This report discusses selected legal issues that frequently arise in the context of recent legislation to address vulnerabilities of critical infrastructure to cyber threats.
The federal government's role in protecting U.S. citizens and critical infrastructure from cyber attacks has been the subject of recent congressional interest. Critical infrastructure commonly refers to those entities that are so vital that their incapacitation or destruction would have a debilitating impact on national security, economic security, or the public health and safety. This report discusses selected legal issues that frequently arise in the context of recent legislation to address vulnerabilities of critical infrastructure to cyber threats, efforts to protect government networks from cyber threats, and proposals to facilitate and encourage sharing of cyber threat information amongst private sector and government entities. This report also discusses the degree to which federal law may preempt state law.

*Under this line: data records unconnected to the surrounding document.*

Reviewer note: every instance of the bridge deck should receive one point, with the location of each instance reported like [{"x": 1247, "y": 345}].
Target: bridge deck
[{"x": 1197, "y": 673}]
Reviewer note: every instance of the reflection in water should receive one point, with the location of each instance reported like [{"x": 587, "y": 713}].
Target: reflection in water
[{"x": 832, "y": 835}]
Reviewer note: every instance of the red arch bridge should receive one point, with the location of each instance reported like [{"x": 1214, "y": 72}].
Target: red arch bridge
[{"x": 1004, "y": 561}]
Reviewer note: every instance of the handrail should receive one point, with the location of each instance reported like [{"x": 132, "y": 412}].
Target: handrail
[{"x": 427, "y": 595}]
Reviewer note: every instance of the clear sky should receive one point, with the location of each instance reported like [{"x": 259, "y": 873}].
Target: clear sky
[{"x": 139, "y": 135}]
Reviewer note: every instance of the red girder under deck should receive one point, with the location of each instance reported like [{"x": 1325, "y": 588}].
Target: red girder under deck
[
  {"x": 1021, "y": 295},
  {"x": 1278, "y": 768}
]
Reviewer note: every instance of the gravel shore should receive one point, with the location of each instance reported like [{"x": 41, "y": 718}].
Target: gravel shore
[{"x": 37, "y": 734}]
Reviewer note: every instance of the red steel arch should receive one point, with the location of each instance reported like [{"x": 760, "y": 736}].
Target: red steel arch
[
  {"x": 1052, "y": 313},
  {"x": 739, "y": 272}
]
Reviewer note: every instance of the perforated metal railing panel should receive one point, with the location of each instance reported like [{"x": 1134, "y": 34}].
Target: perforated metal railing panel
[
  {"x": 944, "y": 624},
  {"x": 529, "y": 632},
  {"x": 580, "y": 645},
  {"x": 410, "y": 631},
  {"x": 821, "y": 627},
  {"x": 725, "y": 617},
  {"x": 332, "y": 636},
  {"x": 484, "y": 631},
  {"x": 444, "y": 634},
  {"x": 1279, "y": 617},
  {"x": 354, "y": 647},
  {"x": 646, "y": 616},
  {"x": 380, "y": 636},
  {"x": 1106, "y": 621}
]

It has been argued that, in order to ensure the continuity of critical infrastructure and the larger economy, a regulatory framework for selected critical infrastructure should be created to require a minimum level of security from cyber threats. On the other hand, others have argued that such regulatory schemes would not improve cybersecurity while increasing the costs to businesses, expose businesses to additional liability if they fail to meet the imposed cybersecurity standards, and increase the risk that proprietary or confidential business information may be inappropriately disclosed.
In order to protect federal information networks, the Department of Homeland Security (DHS), in conjunction with the National Security Agency (NSA), uses a network intrusion system that monitors all federal agency networks for potential attacks. Known as EINSTEIN, this system raises significant privacy implications—a concern acknowledged by DHS, interest groups, academia, and the general public. DHS has developed a set of procedures to address these concerns such as minimization of information collection, training and accountability requirements, and retention rules. Notwithstanding these steps, there are concerns that the program may implicate privacy interests protected under the Fourth Amendment.